Leading the list of New Zealand businesses is Auckland-based mobile payment company Pushpay, ranked 10th on the regional index with an impressive 4,574per cent growth. It is followed by customer relationship management platform Plexure and appointment booking and scheduling software company Timely, which come in 35th and 71st respectively on the 2016 index.

Fourteen Kiwi technology companies are placed in the top one-third of the index and seven are in the top 100.

Johnson says the 53 companies from New Zealand outperforms regional heavyweights South Korea (50) and Japan (35), and is just shy of Taiwan (57), in terms of representation on the index.

“This year’s strong Kiwi representation, with New Zealand companies accounting for over 10 per cent of the entire Asia Pacific index for the third straight year, is continued evidence that our technology companies can thrive on the world stage,” says Johnson.

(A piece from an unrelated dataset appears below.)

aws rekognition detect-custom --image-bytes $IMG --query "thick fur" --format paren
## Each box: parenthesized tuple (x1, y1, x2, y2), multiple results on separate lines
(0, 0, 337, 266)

“As we saw in the Deloitte Fast 50 unveiled last month, a number of Kiwi companies have embraced disruptive technologies; with many in business to help other companies better navigate these technological changes.”

Auckland-based businesses lead the Kiwi contingent on the list with 24 companies represented, while there are 15 from Wellington, 6 from Christchurch, 3 from Hamilton, 2 from Dunedin and one each from Whangarei, New Plymouth and Queenstown.